I've often wondered, once rebalancing is considered, does the above hold true? Remember, even a portfolio with a 1% allocation to equities will go to zero if equities drop by 100% over a prolonged period, because you are constantly rebalancing your bonds into equities.

I looked at a single example to see how this would have worked. I used the period of 12/31/2006 to 02/28/2009. I compared two portfolios:

Portfolio A: 60% DFA US Large Cap, 40% DFA 2-Year Global Fixed Income

Portfolio B: 40% DFA US Small Cap Value, 60% DFA 2-Year Global Fixed Income

I looked at month-end values, and rebalanced based on 5% bands, i.e. whenever the allocation to a given fund was outside of +/- 5% of the target allocation.
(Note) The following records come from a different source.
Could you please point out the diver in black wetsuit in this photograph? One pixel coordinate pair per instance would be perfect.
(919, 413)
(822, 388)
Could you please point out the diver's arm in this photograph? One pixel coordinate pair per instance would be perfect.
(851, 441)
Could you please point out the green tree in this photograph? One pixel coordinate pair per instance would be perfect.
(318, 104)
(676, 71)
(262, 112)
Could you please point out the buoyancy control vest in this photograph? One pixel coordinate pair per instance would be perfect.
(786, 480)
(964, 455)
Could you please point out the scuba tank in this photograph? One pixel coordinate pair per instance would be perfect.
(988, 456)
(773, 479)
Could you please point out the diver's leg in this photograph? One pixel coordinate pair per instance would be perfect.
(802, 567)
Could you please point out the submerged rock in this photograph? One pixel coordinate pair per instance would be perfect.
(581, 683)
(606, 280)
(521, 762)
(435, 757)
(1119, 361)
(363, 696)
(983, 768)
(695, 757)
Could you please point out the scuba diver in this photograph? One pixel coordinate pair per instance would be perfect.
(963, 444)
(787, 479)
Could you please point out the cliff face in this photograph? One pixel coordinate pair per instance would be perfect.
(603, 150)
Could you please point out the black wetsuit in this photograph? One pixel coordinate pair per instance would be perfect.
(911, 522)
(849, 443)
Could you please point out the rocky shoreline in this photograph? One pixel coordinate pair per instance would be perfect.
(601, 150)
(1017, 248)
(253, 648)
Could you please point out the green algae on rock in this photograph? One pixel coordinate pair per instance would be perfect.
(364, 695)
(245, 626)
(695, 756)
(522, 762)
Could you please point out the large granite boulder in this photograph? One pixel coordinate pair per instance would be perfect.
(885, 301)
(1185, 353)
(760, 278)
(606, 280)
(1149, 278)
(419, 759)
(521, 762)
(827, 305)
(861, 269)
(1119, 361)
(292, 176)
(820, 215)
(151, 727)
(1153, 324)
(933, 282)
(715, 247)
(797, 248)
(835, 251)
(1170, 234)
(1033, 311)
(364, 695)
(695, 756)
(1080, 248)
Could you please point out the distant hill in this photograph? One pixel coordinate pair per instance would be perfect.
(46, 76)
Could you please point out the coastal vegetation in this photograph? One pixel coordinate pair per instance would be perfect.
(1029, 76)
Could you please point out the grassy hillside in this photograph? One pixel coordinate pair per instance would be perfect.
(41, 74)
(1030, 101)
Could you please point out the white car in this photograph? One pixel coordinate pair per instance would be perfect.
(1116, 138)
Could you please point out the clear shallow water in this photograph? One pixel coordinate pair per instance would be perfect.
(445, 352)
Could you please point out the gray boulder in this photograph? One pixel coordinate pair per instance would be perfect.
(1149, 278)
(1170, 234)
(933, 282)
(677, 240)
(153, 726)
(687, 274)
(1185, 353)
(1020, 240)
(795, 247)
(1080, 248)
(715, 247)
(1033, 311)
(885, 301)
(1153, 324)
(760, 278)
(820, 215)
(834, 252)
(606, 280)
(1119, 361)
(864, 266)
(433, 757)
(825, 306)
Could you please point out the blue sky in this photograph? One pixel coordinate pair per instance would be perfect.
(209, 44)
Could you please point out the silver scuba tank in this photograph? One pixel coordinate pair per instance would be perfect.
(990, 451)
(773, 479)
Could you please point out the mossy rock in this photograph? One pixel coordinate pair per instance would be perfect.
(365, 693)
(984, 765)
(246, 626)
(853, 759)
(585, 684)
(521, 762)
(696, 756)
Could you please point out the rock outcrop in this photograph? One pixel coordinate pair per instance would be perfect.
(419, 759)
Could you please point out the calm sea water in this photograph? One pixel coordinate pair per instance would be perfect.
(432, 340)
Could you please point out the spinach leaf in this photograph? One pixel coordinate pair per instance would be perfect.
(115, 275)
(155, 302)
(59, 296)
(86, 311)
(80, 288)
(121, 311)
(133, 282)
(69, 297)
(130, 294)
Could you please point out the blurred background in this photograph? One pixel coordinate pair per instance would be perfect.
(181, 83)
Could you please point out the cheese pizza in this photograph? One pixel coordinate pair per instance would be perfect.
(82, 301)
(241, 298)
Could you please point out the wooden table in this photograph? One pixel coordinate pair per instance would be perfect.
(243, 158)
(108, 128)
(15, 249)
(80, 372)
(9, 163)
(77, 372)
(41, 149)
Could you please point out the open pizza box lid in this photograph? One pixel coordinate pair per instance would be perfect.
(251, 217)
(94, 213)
Portfolio A required rebalancing on 08/31/2008 and 10/31/2008 (and also on the end date of 02/28/2009, which doesn't matter for this analysis). Portfolio B required rebalancing on 02/29/2008, 10/31/2008, and 01/31/2009.

For the entire time period, we have:

Code: Select all

```
Portfolio A Portfolio B
Cumulative Return -26.25% -23.00%
StDev of Monthly Return 3.12% 2.73%
```

So, a few questions for proponents of the Portfolio B-type strategy:

1. Is a 60/40 portfolio with TSM-style equities similar in risk to a 40/60 portfolio with all SCV?

2. Do you feel okay that in a terrible bear market, your "non-fat-tail" portfolio had approximately the same performance as a "fat tail" portfolio?